The third chapter of Price's book is a beautiful read that awakens pleasant feelings in my imagination yet at the same time arouses feelings of empty longing for a time and place unreachable. The Loetschental valley of Switzerland sounds like a place I would have like to have lived at that time. I wonder what it is like today, and what the health of the people there is like today.
No trucks nor even horses and wagons, let alone tractors, are available to bear the burdens up and down the mountain sides. This is all done on human backs for which the hearts of the people have been made especially strong. p24
According to Price, their diet consisted of rye bread, milk, cheese and meat once per week, with very few vegetables. Fascinating, really. Modern diet gurus all preach the mantra of much fruit and vegetables with a balance of other foods. How is it possible that people could be healthy on what every modern nutritionist would term woefully inadequate?
When one has watched for days the childlife in those high Alpine preserves of superior manhood; when one has contrasted these people with the pinched and sallow, even deformed, faces and distorted bodies that are produced by our modern civilization and its diets; and when one has contrasted the unsurpassed beauty of the faces of these children developed on Nature's primitive foods with the varied assortment of modern civilization's children with their defective facial development, he finds himself filled with an earnest desire to see that this betterment is made available for modern civilization. p.30
This sort of comment is enough to prove to me that the diet of my youth was wrong. But it is difficult to find people of good physique in North America anymore. Even among the conservative Anabaptists, like Amish and Mennonites, many of their people eat a diet high in sugar and vegetable fats; often one can be served "vegetables" at supper which is nothing more than instant flavored gelatin. There are a few though. We know one family where the children have never even seen a candy. Such blessed children they are! I hope they never do know what a candy is... or at least I hope their teeth never touch one. The people of the Loetschental valley surely didn't know what candy was.
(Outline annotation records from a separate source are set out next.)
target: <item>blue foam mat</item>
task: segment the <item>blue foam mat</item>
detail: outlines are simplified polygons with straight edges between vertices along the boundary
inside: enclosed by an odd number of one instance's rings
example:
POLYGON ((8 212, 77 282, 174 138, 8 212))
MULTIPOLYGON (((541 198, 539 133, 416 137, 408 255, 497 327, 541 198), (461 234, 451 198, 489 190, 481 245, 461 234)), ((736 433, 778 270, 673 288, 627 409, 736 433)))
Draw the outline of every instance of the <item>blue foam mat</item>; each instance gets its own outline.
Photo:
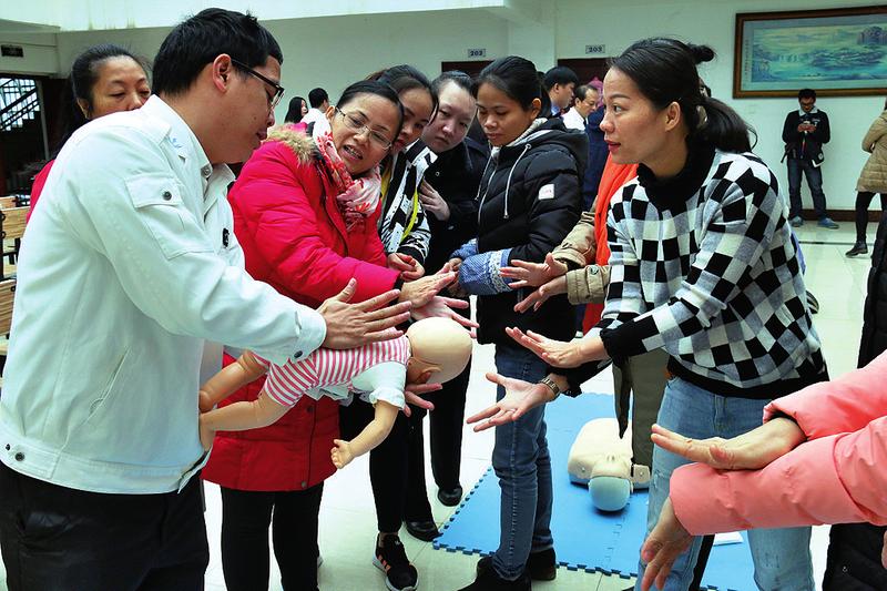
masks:
MULTIPOLYGON (((570 482, 567 460, 570 447, 582 426, 591 419, 613 416, 611 395, 561 397, 546 410, 548 442, 554 486, 551 530, 558 562, 570 570, 638 574, 638 556, 646 523, 646 491, 631 496, 618 513, 594 509, 588 489, 570 482)), ((459 509, 434 542, 436 549, 467 554, 490 554, 499 546, 499 482, 492 469, 468 493, 459 509)), ((703 587, 728 591, 753 591, 752 557, 744 543, 712 549, 703 587)))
They have been born and raised in the Loetschental Valley or other isolated valleys of Switzerland which provide the excellent nutrition that we have been reviewing. They have been taught little regarding the use of tooth brushes. Their teeth have typical deposits of unscrubbed mouths; yet they are almost completely free from dental caries, as are the other individuals of the group they represent. In a study of 4,280 teeth of the children of these high valleys, only 3.4 per cent were found to have been attacked by tooth decay. This is in striking contrast to the conditions found in the modernized sections using the modern foods. p.32
So now I must even question the use of tooth brushes! I have for a long time known that fluoride is ineffective at preventing cavities and is actually very toxic to the human body, and learned at an early age that it is more important to brush the gums than that teeth, but I had not questioned even using a tooth brush.
High immunity to dental caries, freedom from deformity of the dental arches and face, and sturdy physiques with high immunity to disease were all found associated with physical isolation, and with forced limitation in selection of foods. This resulted in a very liberal use of dairy products and whole-rye bread, in connection with plant foods, and with meat served about once a week.
The individuals in the modernized districts were found to have wide-spread tooth decay. Many had facial and dental arch deformities and much susceptibility to diseases. These conditions were associated with the use of refined cereal flours, a high intake of sweets, canned goods, sweetened fruits, chocolate; and a greatly reduced use of dairy products. p.39-40 (note: "dairy products" refers only to raw, unpasturized diary)I find it difficult, at times, to comment on Price's writing, because it just speaks for itself, so clearly. Even though I was raised to think "scientifically" and trust only in repeatable experiments and provable statistics, I have always intrinsically known that observation is often a better indication of the truth of a whole system. For example, the DNA in one of my chickens is the same throughout the bird. The DNA is the same in the foot, as the feather, as the beak, as the comb, as the heart; science has done a wonderful job explaining that, but what it has not even attempted to do is explain how the foot knows to be a foot, the heart a heart, the beak a beak, etc. There are mysteries that science cannot explain, that observation leads us to simply call it a chicken.
So how should we respond to such claims by Price that the poor, unlearned peasants were much healthier than the studied, monied, city folks? I'm not sure it's appropriate to respond. I think the better thing to do is to, like Price, observe, take it in, and learn.